Definition
Decisions Per Hour (DPH) is a metric used by casinos to measure the speed of a game. It represents the total number of completed rounds, hands, or spins that occur within a 60-minute period.
In context
In a blackjack game with a full table of seven players, the DPH might be around 50 to 60 hands per hour. However, if a single player is playing “heads-up” against the dealer, the speed can skyrocket to over 200 DPH because there are no other players to wait on.
Why it matters
For the casino, DPH is the engine of profitability. Since the house has a mathematical edge on every bet, the more decisions that occur per hour, the faster the casino realizes its “Theoretical Win.” For the player, a higher DPH usually means their bankroll will disappear faster, as they are exposing their money to the house edge more frequently.
Related terms
In detail
Decisions Per Hour (DPH) is perhaps the most underrated variable in the gambling equation. Most players obsess over the house edge—whether it’s 1% or 5%—but they rarely consider how the speed of the game acts as a multiplier for that edge.
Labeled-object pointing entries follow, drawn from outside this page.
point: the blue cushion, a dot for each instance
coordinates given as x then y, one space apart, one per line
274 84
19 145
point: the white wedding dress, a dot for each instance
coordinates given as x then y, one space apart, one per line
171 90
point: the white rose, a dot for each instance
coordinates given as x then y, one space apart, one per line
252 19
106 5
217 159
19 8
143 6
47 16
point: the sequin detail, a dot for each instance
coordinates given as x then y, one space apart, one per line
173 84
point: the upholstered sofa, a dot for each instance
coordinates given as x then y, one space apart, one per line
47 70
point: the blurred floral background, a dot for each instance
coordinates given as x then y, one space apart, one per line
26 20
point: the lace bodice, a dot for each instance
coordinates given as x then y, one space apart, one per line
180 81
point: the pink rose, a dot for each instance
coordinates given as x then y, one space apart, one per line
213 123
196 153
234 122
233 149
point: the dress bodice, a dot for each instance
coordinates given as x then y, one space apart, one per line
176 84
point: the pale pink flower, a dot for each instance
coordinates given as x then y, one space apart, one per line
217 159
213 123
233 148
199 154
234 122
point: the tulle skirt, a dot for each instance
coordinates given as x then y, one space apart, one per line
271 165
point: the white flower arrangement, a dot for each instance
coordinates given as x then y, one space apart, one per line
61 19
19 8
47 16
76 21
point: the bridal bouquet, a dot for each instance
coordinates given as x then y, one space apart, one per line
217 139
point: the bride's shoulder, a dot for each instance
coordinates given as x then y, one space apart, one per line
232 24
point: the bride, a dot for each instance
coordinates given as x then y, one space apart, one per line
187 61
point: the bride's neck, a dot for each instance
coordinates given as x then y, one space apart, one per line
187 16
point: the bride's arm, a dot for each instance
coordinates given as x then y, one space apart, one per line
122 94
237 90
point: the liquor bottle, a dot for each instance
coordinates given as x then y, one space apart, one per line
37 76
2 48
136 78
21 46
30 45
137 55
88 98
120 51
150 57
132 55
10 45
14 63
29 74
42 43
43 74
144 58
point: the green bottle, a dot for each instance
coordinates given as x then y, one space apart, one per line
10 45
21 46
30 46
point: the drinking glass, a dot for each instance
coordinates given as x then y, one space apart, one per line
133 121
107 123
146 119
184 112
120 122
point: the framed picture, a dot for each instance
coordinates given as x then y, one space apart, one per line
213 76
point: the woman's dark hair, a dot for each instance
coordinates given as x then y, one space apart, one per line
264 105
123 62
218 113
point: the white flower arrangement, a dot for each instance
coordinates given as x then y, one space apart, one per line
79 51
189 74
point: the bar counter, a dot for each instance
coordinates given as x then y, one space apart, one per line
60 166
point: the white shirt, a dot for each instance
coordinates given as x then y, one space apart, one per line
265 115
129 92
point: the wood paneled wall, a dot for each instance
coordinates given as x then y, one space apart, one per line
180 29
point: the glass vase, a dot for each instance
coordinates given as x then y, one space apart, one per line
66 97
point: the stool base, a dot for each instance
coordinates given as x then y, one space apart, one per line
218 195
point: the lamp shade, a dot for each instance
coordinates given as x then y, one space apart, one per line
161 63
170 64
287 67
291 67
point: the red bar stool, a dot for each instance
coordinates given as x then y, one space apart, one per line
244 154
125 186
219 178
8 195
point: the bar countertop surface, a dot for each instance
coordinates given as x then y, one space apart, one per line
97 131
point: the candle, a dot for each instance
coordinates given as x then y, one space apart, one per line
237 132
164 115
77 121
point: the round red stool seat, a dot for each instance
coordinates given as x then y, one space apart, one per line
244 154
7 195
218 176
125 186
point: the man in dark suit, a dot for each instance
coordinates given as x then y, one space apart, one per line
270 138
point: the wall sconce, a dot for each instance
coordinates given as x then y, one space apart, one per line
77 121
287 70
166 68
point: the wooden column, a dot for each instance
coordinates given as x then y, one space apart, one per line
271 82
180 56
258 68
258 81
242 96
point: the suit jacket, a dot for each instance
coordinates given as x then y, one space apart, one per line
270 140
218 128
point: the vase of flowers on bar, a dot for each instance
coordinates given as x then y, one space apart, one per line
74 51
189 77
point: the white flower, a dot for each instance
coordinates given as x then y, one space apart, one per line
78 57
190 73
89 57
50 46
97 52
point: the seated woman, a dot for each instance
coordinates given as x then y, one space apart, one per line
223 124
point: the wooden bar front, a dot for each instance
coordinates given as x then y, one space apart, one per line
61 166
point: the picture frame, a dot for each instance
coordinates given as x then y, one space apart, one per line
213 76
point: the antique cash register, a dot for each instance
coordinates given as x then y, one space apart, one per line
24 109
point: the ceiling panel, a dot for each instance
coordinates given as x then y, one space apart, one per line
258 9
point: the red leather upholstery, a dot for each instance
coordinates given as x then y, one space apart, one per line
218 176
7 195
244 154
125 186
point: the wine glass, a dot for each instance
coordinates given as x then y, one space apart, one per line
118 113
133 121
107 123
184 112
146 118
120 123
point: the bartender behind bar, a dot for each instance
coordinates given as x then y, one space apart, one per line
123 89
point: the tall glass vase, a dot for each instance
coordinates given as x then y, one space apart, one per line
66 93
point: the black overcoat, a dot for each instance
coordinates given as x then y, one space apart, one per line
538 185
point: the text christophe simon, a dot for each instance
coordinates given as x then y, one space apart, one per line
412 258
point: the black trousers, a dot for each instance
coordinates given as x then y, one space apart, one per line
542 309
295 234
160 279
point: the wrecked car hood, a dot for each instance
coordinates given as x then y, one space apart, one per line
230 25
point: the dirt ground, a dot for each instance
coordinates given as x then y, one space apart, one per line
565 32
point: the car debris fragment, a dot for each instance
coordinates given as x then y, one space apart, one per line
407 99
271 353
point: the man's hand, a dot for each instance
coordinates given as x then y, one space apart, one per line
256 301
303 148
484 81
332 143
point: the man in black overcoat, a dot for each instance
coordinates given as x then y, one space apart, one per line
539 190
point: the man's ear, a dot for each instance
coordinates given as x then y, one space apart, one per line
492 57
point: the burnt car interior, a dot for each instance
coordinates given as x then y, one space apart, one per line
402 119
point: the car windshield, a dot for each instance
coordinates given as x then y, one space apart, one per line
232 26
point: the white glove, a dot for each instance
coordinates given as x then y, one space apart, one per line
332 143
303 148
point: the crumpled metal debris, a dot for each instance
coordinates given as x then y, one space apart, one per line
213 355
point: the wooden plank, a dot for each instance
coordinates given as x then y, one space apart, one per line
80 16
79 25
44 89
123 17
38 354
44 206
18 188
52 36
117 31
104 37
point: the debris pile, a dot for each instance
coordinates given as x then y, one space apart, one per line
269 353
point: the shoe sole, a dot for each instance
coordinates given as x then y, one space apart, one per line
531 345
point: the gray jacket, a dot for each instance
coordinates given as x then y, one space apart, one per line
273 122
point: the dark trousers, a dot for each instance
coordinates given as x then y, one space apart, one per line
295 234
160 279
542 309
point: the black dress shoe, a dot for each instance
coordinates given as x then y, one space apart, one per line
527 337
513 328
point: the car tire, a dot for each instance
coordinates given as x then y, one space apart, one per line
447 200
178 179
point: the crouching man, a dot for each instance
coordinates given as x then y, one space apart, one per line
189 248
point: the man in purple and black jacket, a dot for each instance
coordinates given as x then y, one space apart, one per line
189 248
In the eyes of a casino manager, a table is a factory, and DPH is the production rate.
The Math of Speed
The formula for a casino’s expected profit is simple: Expected Loss = Total Amount Wagered × House Edge
The “Total Amount Wagered” is further broken down by speed: Total Wagered = Average Bet × Decisions Per Hour × Time Played
If you are playing a game with a 1% house edge at $10 per hand:
- At 60 DPH, your expected loss is $6 per hour.
- At 200 DPH (heads-up), your expected loss jumps to $20 per hour.
The game hasn’t changed, and the rules haven’t changed, but because the “decisions” are happening faster, the house is extracting money at more than triple the rate. This is why casinos prefer fast dealers and why they use automated shufflers—to eliminate the “dead time” of manual shuffling and get back to the decisions.
Factors That Influence DPH
Several variables dictate how many decisions occur in an hour:
- Number of Players: A full table is the player’s best friend. Every additional player at the table adds time for betting, card dealing, and decision-making (hitting, standing, etc.). This naturally slows the DPH.
- Dealer Proficiency: A veteran dealer can process hands with mechanical precision. A “break-in” dealer might struggle with payouts or card placement, inadvertently lowering the DPH and the table’s hourly earning potential.
- Game Complexity: Roulette has a lower DPH (usually 30–45 spins per hour) because of the time required to clear the layout and pay out complex “inside” bets. Blackjack is much faster, and Mini-Baccarat is one of the fastest games on the floor because players make no tactical decisions once the hand starts.
- Technology: Continuous Shuffle Machines (CSMs) increase DPH by roughly 20% because the dealer never stops to shuffle a shoe. In slots, the “spin” button has replaced the lever specifically to increase the DPH to hundreds or even thousands of “pulls” per hour.
The Player’s Perspective: Slow is Pro
If you are a recreational player looking to make your bankroll last, your goal should be to minimize DPH. Sitting at a crowded table is one of the most effective ways to do this. You get the same “experience” of gambling, the same number of free drinks, and the same atmosphere, but you are losing money at a much slower rate than if you were playing alone.
Conversely, for professional card counters, DPH is a double-edged sword. They want a high DPH when the count is in their favor to maximize their hourly earn, but they want the game to slow down (or they want to leave) when the count is negative.
Management and “Game Pace”
Casino supervisors are trained to monitor game pace. If a dealer is being too social or “chatty” to the point where they are missing hands, they will be told to pick up the pace. From the management side, labor is expensive. A pit with 10 dealers costs a specific amount per hour in wages. If those dealers are only producing 40 DPH instead of the target 60 DPH, the casino is effectively “losing” 33% of its potential productivity.
In the slot department, DPH is controlled through animation speeds. You’ll notice that modern slot machines have very short “win” animations for small prizes. This is intentional. The machine wants you to get back to the “spin” button as quickly as possible. The faster the decision, the faster the math of the house edge can do its work. Understanding DPH allows a player to see through the “fun” of the game and recognize the industrial efficiency of the casino floor.